壁を壊して窓ごと交換する方法と違い、外壁や室内のクロスに手を入れる必要がないため、工事の範囲を最小限に抑えられます。ただし新しい枠を被せる分だけ開口サイズはひと回り小さくなるため、既存窓の劣化状況や必要な採光量によっては向かないケースもあります。実際の現場でも、採寸の段階で開口の余白を確認し、既存枠の腐食がひどくないかをまず見極めています。

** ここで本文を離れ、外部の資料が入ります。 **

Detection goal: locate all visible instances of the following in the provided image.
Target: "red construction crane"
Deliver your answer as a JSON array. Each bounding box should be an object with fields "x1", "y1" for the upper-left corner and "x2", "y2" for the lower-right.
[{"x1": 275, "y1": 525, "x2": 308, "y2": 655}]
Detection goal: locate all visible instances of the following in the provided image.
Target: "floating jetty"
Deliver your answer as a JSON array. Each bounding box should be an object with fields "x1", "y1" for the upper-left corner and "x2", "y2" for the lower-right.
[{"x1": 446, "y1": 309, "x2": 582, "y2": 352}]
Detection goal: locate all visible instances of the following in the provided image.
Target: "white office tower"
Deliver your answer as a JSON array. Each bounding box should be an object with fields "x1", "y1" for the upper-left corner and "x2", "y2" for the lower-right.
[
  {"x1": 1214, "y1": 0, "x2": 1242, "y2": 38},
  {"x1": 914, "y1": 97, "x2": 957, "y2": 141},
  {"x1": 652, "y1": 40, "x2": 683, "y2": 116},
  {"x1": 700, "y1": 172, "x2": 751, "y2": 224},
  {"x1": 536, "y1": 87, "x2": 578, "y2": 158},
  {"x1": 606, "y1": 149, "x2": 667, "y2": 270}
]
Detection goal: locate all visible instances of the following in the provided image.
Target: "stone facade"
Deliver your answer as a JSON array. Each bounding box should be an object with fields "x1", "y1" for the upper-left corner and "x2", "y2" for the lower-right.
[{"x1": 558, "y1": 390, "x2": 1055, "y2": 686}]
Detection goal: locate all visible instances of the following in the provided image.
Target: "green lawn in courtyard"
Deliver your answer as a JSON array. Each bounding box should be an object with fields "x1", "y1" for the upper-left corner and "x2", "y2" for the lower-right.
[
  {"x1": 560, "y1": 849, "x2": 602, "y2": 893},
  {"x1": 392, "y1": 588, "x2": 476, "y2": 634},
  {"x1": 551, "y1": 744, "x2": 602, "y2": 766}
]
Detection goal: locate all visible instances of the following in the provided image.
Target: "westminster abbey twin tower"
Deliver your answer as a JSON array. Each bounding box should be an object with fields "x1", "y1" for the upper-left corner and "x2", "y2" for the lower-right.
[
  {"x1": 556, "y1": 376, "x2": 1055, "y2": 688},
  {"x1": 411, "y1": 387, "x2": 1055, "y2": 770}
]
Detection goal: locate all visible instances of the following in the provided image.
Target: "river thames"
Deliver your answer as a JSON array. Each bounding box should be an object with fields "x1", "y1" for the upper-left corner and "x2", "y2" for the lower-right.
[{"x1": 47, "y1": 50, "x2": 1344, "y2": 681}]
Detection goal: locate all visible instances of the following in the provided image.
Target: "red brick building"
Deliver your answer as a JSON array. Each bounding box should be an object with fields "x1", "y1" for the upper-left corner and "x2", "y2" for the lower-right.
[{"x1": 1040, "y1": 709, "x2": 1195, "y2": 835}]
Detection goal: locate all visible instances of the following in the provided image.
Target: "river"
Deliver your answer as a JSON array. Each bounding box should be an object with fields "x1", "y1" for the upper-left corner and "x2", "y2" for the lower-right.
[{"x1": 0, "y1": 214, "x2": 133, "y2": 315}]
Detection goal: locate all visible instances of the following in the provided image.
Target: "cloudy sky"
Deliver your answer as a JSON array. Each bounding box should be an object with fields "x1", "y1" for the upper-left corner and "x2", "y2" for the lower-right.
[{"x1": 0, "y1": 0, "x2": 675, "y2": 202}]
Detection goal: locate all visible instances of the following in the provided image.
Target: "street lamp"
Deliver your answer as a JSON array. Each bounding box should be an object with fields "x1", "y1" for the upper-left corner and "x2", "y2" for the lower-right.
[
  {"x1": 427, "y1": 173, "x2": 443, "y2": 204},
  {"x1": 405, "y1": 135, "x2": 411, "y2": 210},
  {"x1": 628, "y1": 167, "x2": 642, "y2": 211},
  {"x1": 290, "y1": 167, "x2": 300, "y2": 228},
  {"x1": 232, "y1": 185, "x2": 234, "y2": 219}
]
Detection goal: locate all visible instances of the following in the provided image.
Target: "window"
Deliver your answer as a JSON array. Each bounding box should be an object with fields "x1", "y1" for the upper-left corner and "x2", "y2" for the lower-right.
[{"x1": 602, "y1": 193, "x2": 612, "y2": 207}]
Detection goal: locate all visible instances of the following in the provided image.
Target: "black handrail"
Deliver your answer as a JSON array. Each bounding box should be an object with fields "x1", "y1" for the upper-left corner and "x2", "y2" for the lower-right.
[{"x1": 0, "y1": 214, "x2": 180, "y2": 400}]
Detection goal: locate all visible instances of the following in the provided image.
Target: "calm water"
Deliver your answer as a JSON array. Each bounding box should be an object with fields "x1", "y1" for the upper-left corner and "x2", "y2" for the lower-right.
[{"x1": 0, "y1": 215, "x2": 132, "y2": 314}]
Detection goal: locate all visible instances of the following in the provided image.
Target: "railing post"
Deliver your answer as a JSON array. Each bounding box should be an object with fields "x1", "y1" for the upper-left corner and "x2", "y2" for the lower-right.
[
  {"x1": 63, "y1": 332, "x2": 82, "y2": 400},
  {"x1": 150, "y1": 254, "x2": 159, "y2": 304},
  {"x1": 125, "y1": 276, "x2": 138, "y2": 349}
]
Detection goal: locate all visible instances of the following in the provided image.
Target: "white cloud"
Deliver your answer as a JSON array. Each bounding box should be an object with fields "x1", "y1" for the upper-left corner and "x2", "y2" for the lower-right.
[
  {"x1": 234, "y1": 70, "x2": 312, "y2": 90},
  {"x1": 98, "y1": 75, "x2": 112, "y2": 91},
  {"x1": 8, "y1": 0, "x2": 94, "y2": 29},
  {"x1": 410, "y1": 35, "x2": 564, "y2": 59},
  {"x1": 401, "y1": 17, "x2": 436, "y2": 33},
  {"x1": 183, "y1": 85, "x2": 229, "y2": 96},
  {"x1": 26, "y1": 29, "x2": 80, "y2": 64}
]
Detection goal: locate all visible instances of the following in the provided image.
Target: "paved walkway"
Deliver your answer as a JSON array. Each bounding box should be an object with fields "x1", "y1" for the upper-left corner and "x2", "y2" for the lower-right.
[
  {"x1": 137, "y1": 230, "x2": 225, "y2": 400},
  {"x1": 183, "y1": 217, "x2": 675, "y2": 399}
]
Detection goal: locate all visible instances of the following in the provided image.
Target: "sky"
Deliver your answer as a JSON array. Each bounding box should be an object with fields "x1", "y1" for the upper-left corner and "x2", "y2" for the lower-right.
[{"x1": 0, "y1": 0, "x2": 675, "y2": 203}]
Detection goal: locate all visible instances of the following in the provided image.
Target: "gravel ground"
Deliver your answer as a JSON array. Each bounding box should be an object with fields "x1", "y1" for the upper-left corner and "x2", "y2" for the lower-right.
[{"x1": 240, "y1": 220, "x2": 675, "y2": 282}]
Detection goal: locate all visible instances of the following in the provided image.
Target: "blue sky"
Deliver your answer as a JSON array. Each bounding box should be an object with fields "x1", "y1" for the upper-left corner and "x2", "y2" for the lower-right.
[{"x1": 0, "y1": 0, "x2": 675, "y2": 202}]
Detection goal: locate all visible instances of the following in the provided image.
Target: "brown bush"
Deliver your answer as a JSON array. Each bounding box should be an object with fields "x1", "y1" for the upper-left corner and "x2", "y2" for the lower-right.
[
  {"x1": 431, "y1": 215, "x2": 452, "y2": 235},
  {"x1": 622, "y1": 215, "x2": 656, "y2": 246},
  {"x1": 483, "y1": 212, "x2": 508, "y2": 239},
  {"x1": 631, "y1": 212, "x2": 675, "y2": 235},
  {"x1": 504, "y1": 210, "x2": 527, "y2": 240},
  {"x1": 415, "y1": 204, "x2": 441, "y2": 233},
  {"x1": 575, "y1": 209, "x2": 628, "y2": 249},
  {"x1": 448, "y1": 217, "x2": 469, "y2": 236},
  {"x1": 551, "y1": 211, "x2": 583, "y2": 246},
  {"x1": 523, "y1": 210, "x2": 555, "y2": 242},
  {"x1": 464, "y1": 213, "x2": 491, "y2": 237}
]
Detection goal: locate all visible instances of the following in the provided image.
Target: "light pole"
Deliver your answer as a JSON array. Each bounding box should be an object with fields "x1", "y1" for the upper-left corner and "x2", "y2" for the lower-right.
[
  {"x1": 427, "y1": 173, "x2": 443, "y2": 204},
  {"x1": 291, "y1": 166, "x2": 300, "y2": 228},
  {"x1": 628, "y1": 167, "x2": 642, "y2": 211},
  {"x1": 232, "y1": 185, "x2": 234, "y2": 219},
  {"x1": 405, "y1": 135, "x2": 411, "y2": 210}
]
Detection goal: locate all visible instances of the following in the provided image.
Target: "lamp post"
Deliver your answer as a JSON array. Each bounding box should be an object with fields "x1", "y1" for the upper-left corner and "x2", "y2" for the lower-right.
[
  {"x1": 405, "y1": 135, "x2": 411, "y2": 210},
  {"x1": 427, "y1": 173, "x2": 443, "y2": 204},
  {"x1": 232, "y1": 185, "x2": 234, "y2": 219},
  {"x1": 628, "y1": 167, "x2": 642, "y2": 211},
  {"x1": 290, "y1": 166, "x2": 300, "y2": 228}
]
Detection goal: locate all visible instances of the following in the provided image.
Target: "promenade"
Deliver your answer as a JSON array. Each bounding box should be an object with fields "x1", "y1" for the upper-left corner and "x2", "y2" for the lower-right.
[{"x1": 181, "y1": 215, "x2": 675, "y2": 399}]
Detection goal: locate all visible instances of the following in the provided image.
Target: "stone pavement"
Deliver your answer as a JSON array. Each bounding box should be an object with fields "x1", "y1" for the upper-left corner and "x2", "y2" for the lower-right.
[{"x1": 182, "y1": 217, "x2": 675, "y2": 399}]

どちらの工法が合うかは、既存の枠の状態と工事にかけられる期間で判断が分かれます。次の表に、代表的な2つの工法の違いをまとめます。

工法工期の目安内外装への影響開口サイズ向くケース
窓のカバー工法1〜2箇所なら1日クロス・外壁工事は不要ひと回り小さくなる既存枠が健全な場合
壁を壊しての交換数日〜内外装の復旧工事が必要元のサイズを維持できる枠自体が腐食している場合
サッシを外した窓の開口部で、残った枠の下地を手で確認する作業員
既存サッシを解体した後、新しい枠を取り付ける前に下地を調整しているところ

施工の流れ、採寸から窓まわりの仕上げまで

今回の現場では、既存窓の解体から新しい窓の設置、窓まわりの仕上げまでを1日で完了させました。採寸と部材の手配は工事日より前に済ませています。

STEP
採寸・部材手配

工事日の前に既存の開口を実測し、新しい樹脂窓のサイズを確定させます。部材が手配できてから工事日を調整します。

STEP
既存窓の解体

既存の窓枠は残したまま、古いサッシ本体とガラスだけを丁寧に解体して搬出します。

STEP
水平・建付け調整

既存サッシを外した開口部の下地を調整してから、残した既存枠の上に新しい枠を仮置きし、水平と垂直を確認しながらレベルを調整して固定します。ここでずれると開閉が重くなるため、慎重に進める工程です。

STEP
ガラス組み込み・額縁仕上げ

枠の固定後にガラスを組み込み、枠まわりの隙間には発泡ウレタンを充填して隙間をなくします。最後に、屋外側は枠を覆うカバーモール、室内側は木目の造作材で窓まわりを仕上げます。

階段室でガラス板を2人で運び上げる作業員
新しい枠を取り付けた後、複層ガラスを階段の窓まで搬入しているところ
取り付けた新しい樹脂窓の枠に、室内側と屋外側の2人でガラスをはめ込む作業
新しい枠にガラスを組み込むところ。室内側と屋外側から位置を合わせながら進めます
屋根の上に脚立を立て、外壁側から新しい茶色の樹脂サッシを調整する作業員
屋外側からの取り付け・建付け調整。窓の外が1階の屋根の上にあたるため、屋根上で作業しています
缶入りの発泡ウレタンを、外壁と新しいサッシ枠の間の隙間に注入する手元
新しい枠と外壁の隙間に発泡ウレタンを充填し、隙間をなくします

クロスや外壁の補修が発生しないため、ほかの部屋への影響も最小限で済みました。次に、実際に取り付けた樹脂窓の仕様について触れておきます。

使用した樹脂窓の仕様と選んだ理由

今回はLIXILの樹脂窓EWPG(サッシサイズ1655×1730mm)を採用し、外観色はオータムブラウン、ガラスはLow-E PGを選びました。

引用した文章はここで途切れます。